Secondly, I am not sure how to proceed with this. Thm 3 says the inverse Laplace is 1/s times the F(s) function. Therefore I can factor out a 1/s^3 to get : (1/s^3)*(1/(s^2-1)) ...Not sure where to go from here, or if my approach is wrong...
Thanks - Mac
I think you need to factor out s^2 to get (1/(s^2)*(s^2-1)), also question says inverse transform by integral which is done in example 3. If you will integrate inverse transform of (1/(s^2-1)) i.e., sinh t twice you will get inverse transform of (1/(s^4-s^2)) i.e., sinh t - t. (I am not sure, if I am right)
-- Kunal
Response from Mickey Rhoades (mrhoade~~)
I did the same thing and got the same answer. After the first integration of sinh(t) you get cosh(t) -1 and integrate that to find the solution of sinh(t )- t.
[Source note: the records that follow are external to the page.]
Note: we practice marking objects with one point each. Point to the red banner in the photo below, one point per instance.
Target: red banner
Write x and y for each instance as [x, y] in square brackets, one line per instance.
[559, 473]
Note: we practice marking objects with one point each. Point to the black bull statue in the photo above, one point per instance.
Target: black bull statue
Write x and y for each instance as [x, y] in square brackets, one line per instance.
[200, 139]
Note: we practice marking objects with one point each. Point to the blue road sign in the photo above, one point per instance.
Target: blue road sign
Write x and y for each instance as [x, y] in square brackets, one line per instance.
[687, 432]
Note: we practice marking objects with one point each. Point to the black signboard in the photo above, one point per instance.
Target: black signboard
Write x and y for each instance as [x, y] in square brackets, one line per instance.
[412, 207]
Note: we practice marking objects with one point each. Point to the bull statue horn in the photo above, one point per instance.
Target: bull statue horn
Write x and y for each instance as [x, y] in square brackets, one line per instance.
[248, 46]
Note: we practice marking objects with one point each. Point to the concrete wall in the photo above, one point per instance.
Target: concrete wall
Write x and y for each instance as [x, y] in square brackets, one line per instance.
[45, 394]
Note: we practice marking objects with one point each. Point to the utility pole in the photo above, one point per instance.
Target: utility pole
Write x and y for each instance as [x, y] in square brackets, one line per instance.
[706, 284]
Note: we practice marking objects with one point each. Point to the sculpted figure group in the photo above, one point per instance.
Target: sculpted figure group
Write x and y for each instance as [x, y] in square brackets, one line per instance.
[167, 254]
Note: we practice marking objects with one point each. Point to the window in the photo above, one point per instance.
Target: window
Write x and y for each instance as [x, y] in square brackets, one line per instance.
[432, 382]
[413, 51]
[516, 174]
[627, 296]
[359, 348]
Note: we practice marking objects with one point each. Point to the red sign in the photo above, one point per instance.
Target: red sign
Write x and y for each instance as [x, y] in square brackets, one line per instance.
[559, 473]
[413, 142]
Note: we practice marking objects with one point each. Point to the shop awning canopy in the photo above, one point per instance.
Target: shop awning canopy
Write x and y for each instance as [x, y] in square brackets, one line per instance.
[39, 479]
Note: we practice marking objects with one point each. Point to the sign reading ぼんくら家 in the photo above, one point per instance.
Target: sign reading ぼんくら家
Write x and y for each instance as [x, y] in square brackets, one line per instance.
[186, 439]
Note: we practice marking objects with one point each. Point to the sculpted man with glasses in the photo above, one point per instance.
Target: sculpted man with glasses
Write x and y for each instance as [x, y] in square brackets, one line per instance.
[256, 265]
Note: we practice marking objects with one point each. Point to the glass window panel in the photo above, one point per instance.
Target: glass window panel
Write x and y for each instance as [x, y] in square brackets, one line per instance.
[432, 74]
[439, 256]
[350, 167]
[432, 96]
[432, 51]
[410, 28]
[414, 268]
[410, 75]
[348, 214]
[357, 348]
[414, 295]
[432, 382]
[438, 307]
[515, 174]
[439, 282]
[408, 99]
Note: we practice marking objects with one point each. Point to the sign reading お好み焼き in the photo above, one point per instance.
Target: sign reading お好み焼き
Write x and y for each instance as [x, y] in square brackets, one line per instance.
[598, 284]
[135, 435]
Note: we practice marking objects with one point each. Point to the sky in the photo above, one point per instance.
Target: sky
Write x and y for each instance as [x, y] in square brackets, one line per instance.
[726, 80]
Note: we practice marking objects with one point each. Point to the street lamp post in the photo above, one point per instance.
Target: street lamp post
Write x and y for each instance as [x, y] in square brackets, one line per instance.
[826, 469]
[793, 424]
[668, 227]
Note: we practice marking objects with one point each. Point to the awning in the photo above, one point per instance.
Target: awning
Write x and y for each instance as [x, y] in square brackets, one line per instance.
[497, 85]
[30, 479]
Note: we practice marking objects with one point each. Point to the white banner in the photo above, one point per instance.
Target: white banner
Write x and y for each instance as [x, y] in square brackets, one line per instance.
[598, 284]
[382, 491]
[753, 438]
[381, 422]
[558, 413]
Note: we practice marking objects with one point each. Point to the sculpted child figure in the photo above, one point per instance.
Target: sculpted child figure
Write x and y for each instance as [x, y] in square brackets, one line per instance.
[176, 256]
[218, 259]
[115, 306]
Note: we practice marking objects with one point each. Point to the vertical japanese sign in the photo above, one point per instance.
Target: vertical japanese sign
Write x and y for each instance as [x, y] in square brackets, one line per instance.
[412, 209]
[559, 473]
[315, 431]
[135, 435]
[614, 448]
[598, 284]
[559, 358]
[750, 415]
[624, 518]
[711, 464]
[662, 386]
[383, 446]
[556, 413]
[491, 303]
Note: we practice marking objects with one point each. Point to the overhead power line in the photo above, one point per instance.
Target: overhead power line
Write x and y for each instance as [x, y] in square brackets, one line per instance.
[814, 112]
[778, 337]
Question from T. Roe 21:28, 6 October 2013 (UTC):
I have a question on Lesson 19 #19. I have set up the equations as follows:
$ \mathcal{L}(f')=s\mathcal{L}(f)-f(0) $
$ f(0)=0 $
so
$ \mathcal{L}(f)=\mathcal{L}(f')/s. $
Using the information from class I get:
$ \mathcal{L}(f')=\frac{2\omega}{(s^2+4\omega^2)} $
and
$ \mathcal{L}(f)=\frac{2\omega}{s(s^2+4\omega^2)}, $
but the book as well as mathematica output a solution of
$ \mathcal{L}(f)=\frac{2\omega^2}{s(s^2+4\omega^2)}. $
Can someone explain to me where the extra $ \omega $ is coming from?